Le débat n’est pas technique. Il porte sur le partage de la facture de la crise énergétique, évaluée au total à 75 milliards d’euros, soit 3 points de PIB. À ce stade, l’État en prend en charge 55 %, les ménages 5 % et les entreprises 40 %. Un bouclier tarifaire pour toutes les entreprises déplacerait le curseur vers un autre quoi qu’il en coûte…

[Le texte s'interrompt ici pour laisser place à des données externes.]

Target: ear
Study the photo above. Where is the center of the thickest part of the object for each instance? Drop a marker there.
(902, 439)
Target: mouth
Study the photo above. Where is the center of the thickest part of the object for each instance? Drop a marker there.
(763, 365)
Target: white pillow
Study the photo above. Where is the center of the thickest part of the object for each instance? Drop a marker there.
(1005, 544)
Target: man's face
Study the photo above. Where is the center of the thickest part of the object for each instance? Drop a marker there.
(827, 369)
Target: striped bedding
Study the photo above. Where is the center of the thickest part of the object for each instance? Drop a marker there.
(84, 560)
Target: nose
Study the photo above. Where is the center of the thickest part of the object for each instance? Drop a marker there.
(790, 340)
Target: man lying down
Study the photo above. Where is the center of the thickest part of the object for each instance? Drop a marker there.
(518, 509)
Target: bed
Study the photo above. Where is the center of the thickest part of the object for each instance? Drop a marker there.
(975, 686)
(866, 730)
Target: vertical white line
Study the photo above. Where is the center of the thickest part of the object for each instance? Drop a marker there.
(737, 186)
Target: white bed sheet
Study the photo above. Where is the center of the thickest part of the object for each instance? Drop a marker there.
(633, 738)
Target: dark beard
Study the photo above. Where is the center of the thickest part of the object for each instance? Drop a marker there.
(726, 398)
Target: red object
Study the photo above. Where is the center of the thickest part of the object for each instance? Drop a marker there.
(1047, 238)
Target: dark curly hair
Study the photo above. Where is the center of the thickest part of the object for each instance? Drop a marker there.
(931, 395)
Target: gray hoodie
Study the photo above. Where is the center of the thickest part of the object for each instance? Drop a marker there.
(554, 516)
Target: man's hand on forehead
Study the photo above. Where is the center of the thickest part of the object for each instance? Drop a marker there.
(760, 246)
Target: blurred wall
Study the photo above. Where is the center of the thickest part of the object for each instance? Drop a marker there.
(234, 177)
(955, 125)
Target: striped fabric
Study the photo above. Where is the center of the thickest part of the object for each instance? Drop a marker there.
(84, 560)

La crise d’aujourd’hui ne doit pas conduire à créer une boucle indissociable entre les finances publiques et la facture énergétique

Dans le JDD, Laurent Wauquiez a appelé Emmanuel Macron à faire pour l’industrie ce que «Nicolas Sarkozy avait fait en 2008 pour les banques», et à mettre en place un bouclier tarifaire immédiat. La crise énergétique est cependant différente de celle de 2008. Contrairement aux aides d’État (crédit et capital) apportées aux banques à l’époque, il n’y a cette fois aucune possibilité d’être remboursé un jour. Combien coûterait un bouclier? Entre 13 et 25 milliards d’euros, aides aux collectivités comprises, selon les estimations de Bercy.

L’évolution des cours est impossible à prévoir. La dégringolade récente des prix du gaz n’est peut-être que le prélude à une nouvelle tempête. Quelle que soit la solution retenue, il y a une limite à ne pas franchir: le budget de l’État ne doit pas être exposé de façon illimitée à l’évolution des prix de l’énergie. Outre-Manche, Liz Truss avait commis – entre autres! – cette erreur en annonçant un plafonnement des prix pendant deux ans. La période a été ramenée lundi à six mois seulement. Un État ne peut pas, comme on dit dans les salles de marché, garder un risque ouvert. Surtout quand il est en position fragile sur les marchés de la dette. Le parallèle avec la crise de 2008, qui a dégénéré en crise souveraine, est de ce point de vue pertinent. Les marchés avaient paniqué face à l’apparition d’une boucle liant risque bancaire et risque souverain. La crise d’aujourd’hui ne doit pas conduire à créer une boucle indissociable entre les finances publiques et la facture énergétique.